Please find the below dataset :
Temp <- c(0,5,10,6 ,9,13,15,16,20,21,24,26,29,30,32,34,36,38,40,43,44,45, 50,60)
Disc<-c(0.00,0.10,0.25,0.15,0.24,0.26,0.30,0.31,0.40,0.41,0.49,0.50,0.56, 0.80,0.90,1.00,1.00,1.00,0.80,0.50,0.40,0.20,0.15,0.00)
How to do non linear regression (possibly with nls??) for this dataset?
I did take a look at this, then I think it is not as simple as using nls as most of us first thought.
nls fits a parametric model, but from your data (the scatter plot), it is hard to propose a reasonable model assumption. I would suggest using non-parametric smoothing for this.
There are many scatter plot smoothing methods, like kernel smoothing ksmooth, smoothing spline smooth.spline and LOESS loess. I prefer to using smooth.spline, and here is what we can do with it:
fit <- smooth.spline(Temp, Disc)
Please read ?smooth.spline for what it takes and what it returns. We can check the fitted spline curve by
plot(Temp, Disc)
lines(fit, col = 2)
Should you want to make prediction elsewhere, use predict function (predict.smooth.spline). For example, if we want to predict Temp = 20 and Temp = 44, we can use
predict(fit, c(20,44))$y
# [1] 0.3940963 0.3752191
Prediction outside range(Temp) is not recommended, as it suffers from potential bad extrapolation effect.

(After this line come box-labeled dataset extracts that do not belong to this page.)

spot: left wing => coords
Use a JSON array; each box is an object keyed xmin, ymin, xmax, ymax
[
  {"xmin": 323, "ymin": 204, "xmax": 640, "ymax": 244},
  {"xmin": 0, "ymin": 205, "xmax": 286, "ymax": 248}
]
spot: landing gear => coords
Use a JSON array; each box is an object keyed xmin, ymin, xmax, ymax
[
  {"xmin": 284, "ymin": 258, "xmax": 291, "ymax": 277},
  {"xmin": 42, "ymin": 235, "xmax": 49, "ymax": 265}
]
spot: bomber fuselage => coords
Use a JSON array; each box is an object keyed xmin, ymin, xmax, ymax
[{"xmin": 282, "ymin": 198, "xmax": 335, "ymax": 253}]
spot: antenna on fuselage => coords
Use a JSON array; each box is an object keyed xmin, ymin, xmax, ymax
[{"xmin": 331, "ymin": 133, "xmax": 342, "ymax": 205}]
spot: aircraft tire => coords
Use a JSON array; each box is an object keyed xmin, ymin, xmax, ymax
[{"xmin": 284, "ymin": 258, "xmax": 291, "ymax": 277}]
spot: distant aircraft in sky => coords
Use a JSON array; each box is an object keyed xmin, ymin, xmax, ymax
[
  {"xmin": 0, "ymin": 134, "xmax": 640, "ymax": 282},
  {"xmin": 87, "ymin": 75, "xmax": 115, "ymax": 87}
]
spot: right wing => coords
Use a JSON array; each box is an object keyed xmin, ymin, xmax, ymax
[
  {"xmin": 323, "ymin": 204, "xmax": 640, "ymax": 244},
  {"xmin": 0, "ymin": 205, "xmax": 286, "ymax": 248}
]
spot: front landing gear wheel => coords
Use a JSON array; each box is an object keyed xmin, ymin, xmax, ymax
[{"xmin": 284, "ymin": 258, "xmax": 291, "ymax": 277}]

Before I resort to non-parametric method, I also tried non-linear regression with regression splines and orthogonal polynomial basis, but they don't provide satisfying result. The major reason is that there is no penalty on the smoothness. As an example, I show some try with poly:
try1 <- lm(Disc ~ poly(Temp, degree = 3))
try2 <- lm(Disc ~ poly(Temp, degree = 4))
try3 <- lm(Disc ~ poly(Temp, degree = 5))
plot(Temp, Disc, ylim = c(-0.3,1.0))
x<- seq(min(Temp), max(Temp), length = 50)
newdat <- list(Temp = x)
lines(x, predict(try1, newdat), col = 2)
lines(x, predict(try2, newdat), col = 3)
lines(x, predict(try3, newdat), col = 4)
We can see that the fitted curve is artificial.
We can fit polynomials as follows, but it's going to overfit the data as we have higher degree:
m <- nls(Disc ~ a + b*Temp + c*Temp^2 + d*Temp^3 + e*Temp^4, start=list(a=0, b=1, c=1, d=1, e=1))
plot(Temp,Disc,pch=19)
lines(Temp,predict(m),lty=2,col="red",lwd=3)
m <- nls(Disc ~ a + b*Temp + c*Temp^2 + d*Temp^3 + e*Temp^4 + f*Temp^5, start=list(a=0, b=1, c=1, d=1, e=1, f=1))
lines(Temp,predict(m),lty=2,col="blue",lwd=3)
m <- nls(Disc ~ a + b*Temp + c*Temp^2 + d*Temp^3 + e*Temp^4 + f*Temp^5 + g*Temp^6, start=list(a=0, b=1, c=1, d=1, e=1, f=1, g=1))
lines(Temp,predict(m),lty=2,col="green",lwd=3)
m.poly <- lm(Disc ~ poly(Temp, degree = 15))
lines(Temp,predict(m),lty=2,col="yellow",lwd=3)
legend(x = "topleft", legend = c("Deg 4", "Deg 5", "Deg 6", "Deg 20"),
col = c("red", "green", "blue", "yellow"),
lty = 2)